My journey into text mining

Paul Schuler, Computational Social Science graduate student at Linköping University

My journey into text mining started when the institute of Digital Humanities (DH) at the University of Leipzig invited students from other disciplines to take part in their introductory course. I was enrolled in a sociology degree at the time, and this component of data science was not part of the classic curriculum; however, I could explore other departments through course electives and the DH course sounded like the perfect fit. 

As a complete novice to data science, I stepped into the interdisciplinary domain of digitally-driven scientists that used innovative methods to explore questions in the humanities. I learned about the structure of the internet; online crowd-sourced projects; web scraping with Beautiful Soup; GitHub, and Python. 

I was fascinated and partly overwhelmed. In under a few months, I was not only occupied reading sociological classics like Weber, Durkheim, or Merton and applying parametric statistics to survey data but also experienced the potential that large scale and automated text analysis offer. Given the variety of options, I struggled to select a single topic and method to use in my final paper. With every class, my inspiration grew and my mind flowed with ideas. I even started to keep a list of ideas to try out later. Ultimately, I decided to work on a project examining song lyrics.

As the tool of analysis, I chose to work with RStudio in R, a programming language I learned in my other courses. R is just as sophisticated as Python, although it was developed for more statistical purposes. I scraped the lyrics of top tracks from different genres, trying to prove that pop music is lexically less rich than other genres. I was unsuccessful but lastingly excited. Though R is very powerful for statistical approaches and more, I plan to improve my Python skills as the language seems to be more versatile especially for analyzing text data.

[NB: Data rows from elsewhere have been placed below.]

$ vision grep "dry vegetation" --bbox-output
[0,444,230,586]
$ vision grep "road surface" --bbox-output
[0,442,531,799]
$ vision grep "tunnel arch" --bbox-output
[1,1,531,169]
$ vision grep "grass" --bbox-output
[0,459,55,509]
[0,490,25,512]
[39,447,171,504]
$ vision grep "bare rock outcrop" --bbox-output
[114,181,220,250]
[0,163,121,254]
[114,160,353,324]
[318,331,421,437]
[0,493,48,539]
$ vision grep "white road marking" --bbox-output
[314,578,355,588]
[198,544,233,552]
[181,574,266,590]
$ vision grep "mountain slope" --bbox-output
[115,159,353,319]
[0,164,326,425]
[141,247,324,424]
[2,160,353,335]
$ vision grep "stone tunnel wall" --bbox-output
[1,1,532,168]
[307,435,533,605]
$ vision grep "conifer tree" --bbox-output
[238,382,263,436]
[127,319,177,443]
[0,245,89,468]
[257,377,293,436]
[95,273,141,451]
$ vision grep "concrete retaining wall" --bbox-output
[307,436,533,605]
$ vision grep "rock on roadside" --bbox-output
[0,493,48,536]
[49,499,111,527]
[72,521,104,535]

The first projects that caught my eye were the somewhat silly ones. I partly wondered what the purpose of projects that searched for jokes in Victorian newspapers or sought to recreate a Socratic dialogue using Neural Nets, or cluster beer types based on reviews was for other than a good laugh. However, I am now convinced that one, fun and fascination are the most effective ways into ‘serious research’ and two, language itself teaches us a lot about society, human thinking and interaction. Through this, I encountered more projects and articles on language that present important findings and highlight the various opportunities arising from computational approaches in the social sciences. I should note that the online coding community also has a good sense of humor, which is evident in the etymological derivation of the coding language Python from the comedy group Monty Python. 

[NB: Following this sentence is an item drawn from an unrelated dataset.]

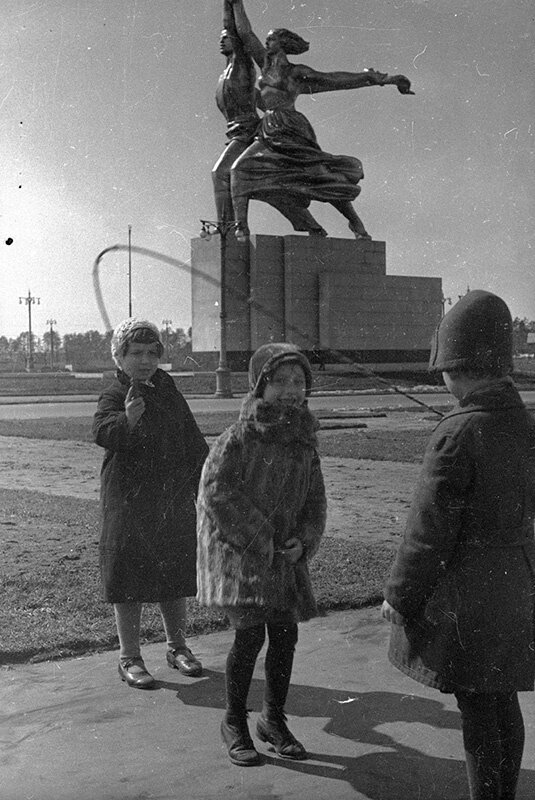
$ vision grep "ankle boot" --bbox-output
[221,715,261,766]
[256,713,307,760]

As promising as the use of computational power in text analysis is, the exciting rush into it is not without its concerns. Computers cannot yet fully replace human interpretation and analytical skills (see this and this example or more extensive discussions here), but they can be the medium that aggregates the data for us and enables new modes of analysis, as Joshua Gans and his co-authors argue in their book “Prediction Machines.”

Furthermore, while an increasingly higher volume of books and text data are being produced at a faster rate than any human being could ever read, new tools are necessary to sort and summarise this information to help us in our analysis. I am certain that text mining methods are vital in examining shifts in the use of language which indicate the change of social norms and the structure of society. 

Today, I am a graduate student in Computational Social Science at Linköping University (Sweden) and my interests are in the lexical change over time and the connection of language and social interaction. However, there are many more fascinating projects I’d love to work on in the future like exploring similes in different text types, comparing languages based on the correlation of phonetic letters and literal ones and examining the use of characterizing adjectives in media.

At present, I get the opportunity to apply sophisticated methods to problems concerning society, bringing both strands that fascinated me together. I remain working with R and am eager to explore all of the ideas that were inspired by my Digital Humanities elective. This is the reason I continue to work through my journey to become more experienced in text mining. In testing out the different methods that could work best for my own sociological research, I hope to find one that will hold a permanent place in my methodological toolbox. 

About

Paul Schuler finished his bachelor’s degree in sociology at University Leipzig (Ger) in early 2019. After internships at different stations in the public and private sector he moved to Norrköping in Sweden in August 2019 where he is currently enrolled in the Computational Social Science graduate program. Besides, he works as student research assistant at the Institute of Analytical Sociology in the project “The Matthew Effect revisited: the social and cultural dynamics of awarding the Nobel Prize”.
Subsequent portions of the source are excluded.